Lowcost failure leaves some agents without sufficient insurance cover

Agents who scrimped on their insurance and bought non-airline supplier failure insurance (SFI) could end up counting the cost of the Lowcost Travel Group failure.

Firms that used Lowcost Beds to dynamically package holidays and sell them under a Flight-Plus Atol must pay to rebook accommodation themselves and claim on their insurance.

Agent members of the eight Atol-accredited bodies will have customer money secured in trust accounts, but if they have only basic supplier failure insurance they will have to fund any difference in the cost of rebooking rooms.

Accommodation costs have gone up due to the change in exchange rates, the time of year and, according to some sources, because Lowcost was selling beds for less than they paid for them.

Only agents with comprehensive supplier failure cover can recoup the price differential.

Lawrence Assock, head of partnerships at travel insurance specialist Affirma, said some firms were looking to upgrade their cover following Lowcost’s collapse.
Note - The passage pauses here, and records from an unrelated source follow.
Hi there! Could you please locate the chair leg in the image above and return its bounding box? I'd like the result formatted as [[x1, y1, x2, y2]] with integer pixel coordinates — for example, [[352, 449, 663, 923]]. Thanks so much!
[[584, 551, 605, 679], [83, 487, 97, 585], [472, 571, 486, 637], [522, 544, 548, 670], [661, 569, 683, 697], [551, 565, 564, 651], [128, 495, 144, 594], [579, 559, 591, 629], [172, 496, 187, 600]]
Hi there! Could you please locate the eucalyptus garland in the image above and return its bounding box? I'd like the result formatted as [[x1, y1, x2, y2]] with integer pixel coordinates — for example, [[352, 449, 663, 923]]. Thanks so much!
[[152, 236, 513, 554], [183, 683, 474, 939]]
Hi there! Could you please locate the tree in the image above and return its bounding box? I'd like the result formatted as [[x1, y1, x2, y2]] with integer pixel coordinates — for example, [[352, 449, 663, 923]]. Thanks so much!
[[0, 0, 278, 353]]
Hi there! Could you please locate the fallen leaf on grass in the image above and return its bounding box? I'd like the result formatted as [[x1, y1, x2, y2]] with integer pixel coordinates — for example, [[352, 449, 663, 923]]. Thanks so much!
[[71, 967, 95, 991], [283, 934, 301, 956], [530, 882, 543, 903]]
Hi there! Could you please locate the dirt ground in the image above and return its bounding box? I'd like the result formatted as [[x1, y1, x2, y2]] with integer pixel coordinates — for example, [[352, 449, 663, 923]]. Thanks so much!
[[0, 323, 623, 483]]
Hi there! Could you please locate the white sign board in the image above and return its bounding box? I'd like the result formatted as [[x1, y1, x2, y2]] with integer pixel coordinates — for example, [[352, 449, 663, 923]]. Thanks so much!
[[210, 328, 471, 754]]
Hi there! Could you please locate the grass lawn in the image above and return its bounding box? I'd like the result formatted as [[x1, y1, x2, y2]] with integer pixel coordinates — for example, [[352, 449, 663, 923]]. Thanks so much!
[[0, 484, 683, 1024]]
He said: “Some companies doing Flight-Plus using Lowcost have been caught out because they only took out SFI. They thought they didn’t need to cover the flight, and it was a cheaper option.”

Assock estimated the cost of Lowcost’s failure for Affirma’s New Zealand-based underwriter CBL will be under £500,000 – the same amount as On Holiday Group’s failure cost the insurer in 2014.

He said this time agents had acted more quickly to rebook beds and so fewer full packages would have to be cancelled, leading to a lower value of claims.

John Hays, managing director of Hays Travel, an Atol-accredited body, said its Independence Group insurer Commodore covers the differential up to the original value of the holiday.

“We had a couple of thousand bookings. So far we have 90% rebooked. We’ve got good plans in place. We’ve seen worse.”

Assock said the people most at risk are those who booked direct with Lowcost Holidays and are having to try to rebook accommodation themselves on the open market.

They are likely to get barely any of their money back due to the lack of financial protection in place after Lowcost left the Atol scheme in 2013.

Assock said some of those customers will have supplier failure cover in their travel insurance if they opted to pay higher premiums.

“The most important people are the customers affected,” he said, “many stressed and distressed and we needed to give reassurance that if they are covered directly or indirectly under one of our schemes that the loss of unpaid components can be recovered.

“As you can appreciate this is a large failure affecting thousands of customers and therefore it may take a little while to complete a full assessment. However, as long as we receive all information and documentation as requested on our claims forms we will be in a good position to work through the claims swiftly.”

The small number of insurance underwriters prepared to offer supplier failure cover has been a concern for the industry but Affirma believes the Lowcost crash will not raise the risk profile of the industry in the insurance sector.

CBL recently had its credit rating raised by agency AM Best to A- providing greater confidence to the trade. John Buckingham, Affirma chairman, said: “A failure of this magnitude will have a financial impact on a wide scale.

“Already we have seen a huge increase in travel companies contacting Affirma to apply for one of our financial protection schemes. Affirma schemes are underwritten  by two major AM Best A-rated insurers which have sufficient capacity to deal with the increase in demand.

“Affirma and its insurers will come to the aid of those with cover in place but going forward we need to ensure that the travel industry and insurance work in partnership to ensure that the right schemes are in place for today’s market and current legislation.”